Two urbanists add stories from their world to a book remembering Jane Jacobs

Written By Malvika Tegta | Updated:

In their article Taking the Slum Out of ‘Slumdog’, Rahul Srivastava and Matias Echanove, sought to reverse the imagery that refuses to leave an outsider, by demystifying the urban village.

Around the same time last year, Dharavi residents put off by the title Slumdog Millionaire joined larger protests against the movie across Mumbai. The word ‘dog’, it was believed, was what they took exception to. But it was ‘slum’, really, that they had a problem with.  

Slum — because it evoked the  Dharavi stereotype — dark, depressing, oppressive and unsafe — which the movie reinforced anyway. That was when city-based urban practitioners Rahul Srivastava and Matias Echanove, who have been involved with the neighbourhood for over a year, were asked by The New York Times to put up their version. In their article Taking the Slum Out of ‘Slumdog’, they sought to reverse the imagery that refuses to leave an outsider, by demystifying the urban village.

Glorification is another easy trap, but “involvement is the way to appreciation,” says Echanove. He is echoing the influential urbanist of the 60s, Jane Jacobs, who, when she was alive, stalled many an expressway and developmental projects that threatened to tear through old neighbourhoods in Canada and the US. Her point of view — “the view from the street” — continues to shine through the practice and activism of many like Echanove and Srivastava the world over.

Elsewhere, in the US, friends and colleagues of Jacobs, in the process of collecting works that built up on Jacobs’s worldview, came across the New York Times piece and asked the duo to add a perspective from their side of the world. Their paper, The Village Inside: From Mumbai to Tokyo and back, will feature in the soon-to-be-released book What We See: Advancing the observations of Jane Jacobs.

The article, by tracing the rise, or sprawl, of Dharavi down to the historical economic, philosophical logics to the current one, makes a compelling argument for its preservation.

On ground this translates to the duo’s innocuous, relentless brand of activism. “I came across Matias’s model of ‘engagement on equal levels’ in  Tokyo where art and design interventions were used to protest against a road that was planned through Tokyo’s old neighbourhood, Shimokitazawa. I said why not do the same here?” says Srivastava.

They consciously discard the socialistic hangover. “The idea is to work not with the assumption that we have all the answers; the activism is informed by intellectual work, but it’s not activism of the patronising kind. We take the community into confidence,” says Srivastava. “This sort of engagement is a creative one.”
This month, a group of German and Italian students engaged with the residents of Dharavi to document how they ingenuously improvised with available materials to build their houses, referred to as tool houses in The Village Inside.

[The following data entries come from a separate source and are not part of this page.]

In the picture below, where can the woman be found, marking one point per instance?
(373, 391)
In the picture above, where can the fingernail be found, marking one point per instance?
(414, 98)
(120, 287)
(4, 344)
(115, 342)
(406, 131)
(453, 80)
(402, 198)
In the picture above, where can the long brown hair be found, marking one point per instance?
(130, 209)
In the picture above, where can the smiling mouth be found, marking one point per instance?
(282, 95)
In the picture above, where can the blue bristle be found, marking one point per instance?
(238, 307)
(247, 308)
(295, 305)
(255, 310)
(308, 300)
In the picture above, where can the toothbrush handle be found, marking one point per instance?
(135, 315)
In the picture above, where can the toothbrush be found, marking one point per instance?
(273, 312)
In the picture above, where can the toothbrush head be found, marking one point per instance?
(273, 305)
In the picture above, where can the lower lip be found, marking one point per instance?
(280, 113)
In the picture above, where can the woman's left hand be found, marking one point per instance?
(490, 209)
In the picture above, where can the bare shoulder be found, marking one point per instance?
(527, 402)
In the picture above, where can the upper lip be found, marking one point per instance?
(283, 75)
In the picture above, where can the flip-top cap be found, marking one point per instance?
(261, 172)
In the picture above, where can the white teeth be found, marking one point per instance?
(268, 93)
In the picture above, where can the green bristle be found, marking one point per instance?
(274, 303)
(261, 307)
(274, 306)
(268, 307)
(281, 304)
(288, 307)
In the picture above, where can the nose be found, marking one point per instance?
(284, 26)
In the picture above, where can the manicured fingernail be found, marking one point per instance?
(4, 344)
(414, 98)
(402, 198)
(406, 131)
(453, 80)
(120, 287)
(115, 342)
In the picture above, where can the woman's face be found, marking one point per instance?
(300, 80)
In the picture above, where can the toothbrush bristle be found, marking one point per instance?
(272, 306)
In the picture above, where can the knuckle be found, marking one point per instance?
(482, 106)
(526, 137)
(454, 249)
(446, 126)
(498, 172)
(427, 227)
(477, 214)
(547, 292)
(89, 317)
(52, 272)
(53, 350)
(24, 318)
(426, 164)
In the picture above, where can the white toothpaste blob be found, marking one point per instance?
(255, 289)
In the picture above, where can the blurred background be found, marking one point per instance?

After a week-long consultation, the students made visual representations of the evolution of the houses — incrementally put together, as most are — and imagined their future. “This is a way of paying respect to what has gone into making a house from scratch. If you remove prejudice,  you see a lot more,” says Srivastava.

Sending the sprawl, skyward “as the Dharavi Redevelopment Project plans — expected to leave 2/3 to 3/4 of the residents out of their tool-houses — is a “weak paradigm”, says Srivastava. “Once Dharavi goes vertical, the trades within it won’t survive; people will move away at some point or the other.” “We say you dignify the neighbourhood and people will reorganise themselves around that. Improving space is legitimising space.”

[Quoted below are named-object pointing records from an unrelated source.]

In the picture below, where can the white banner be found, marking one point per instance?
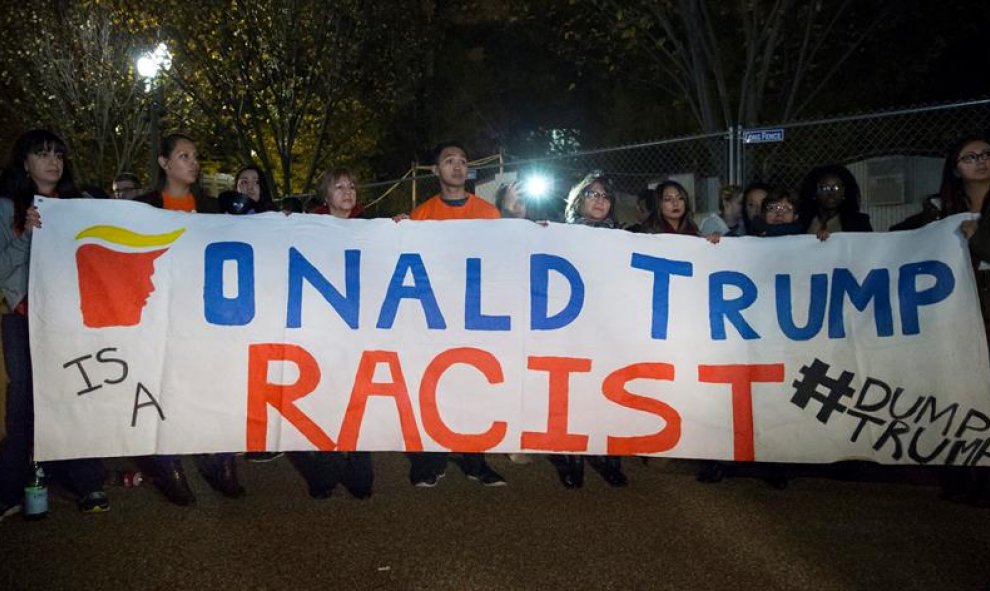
(156, 332)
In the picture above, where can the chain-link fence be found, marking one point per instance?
(896, 157)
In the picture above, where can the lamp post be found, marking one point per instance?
(149, 65)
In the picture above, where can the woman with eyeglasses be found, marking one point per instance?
(830, 201)
(591, 202)
(966, 189)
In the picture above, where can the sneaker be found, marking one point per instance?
(263, 456)
(430, 481)
(488, 477)
(9, 510)
(95, 502)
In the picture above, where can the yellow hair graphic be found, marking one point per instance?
(125, 237)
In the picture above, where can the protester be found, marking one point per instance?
(966, 189)
(322, 471)
(510, 201)
(753, 196)
(252, 181)
(670, 211)
(729, 220)
(591, 202)
(830, 201)
(779, 209)
(177, 189)
(452, 203)
(337, 194)
(126, 186)
(39, 165)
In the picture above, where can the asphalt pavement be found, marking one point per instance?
(886, 530)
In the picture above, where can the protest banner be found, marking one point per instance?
(158, 332)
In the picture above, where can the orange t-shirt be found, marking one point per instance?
(182, 203)
(474, 208)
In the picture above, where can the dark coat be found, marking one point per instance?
(204, 204)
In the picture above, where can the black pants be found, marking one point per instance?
(82, 476)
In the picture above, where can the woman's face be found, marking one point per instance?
(781, 212)
(594, 202)
(181, 165)
(732, 207)
(672, 205)
(973, 163)
(831, 191)
(514, 206)
(249, 183)
(343, 196)
(44, 167)
(754, 203)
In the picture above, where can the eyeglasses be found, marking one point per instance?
(121, 191)
(779, 208)
(973, 157)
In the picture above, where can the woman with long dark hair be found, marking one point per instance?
(966, 189)
(830, 201)
(253, 182)
(39, 165)
(591, 202)
(670, 211)
(177, 189)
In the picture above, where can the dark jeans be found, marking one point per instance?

Jacobs was self-taught. She believed anyone could be an urban planner if she were observent and involved. “If Jane Jacobs was alive today, she would love Dharavi because it’s the street life that is the trigger for its development. She would have recognised its creativity in creating itself,” says Echanove. “Dharavi people are not fighting for status quo, but the possibility of affecting change.”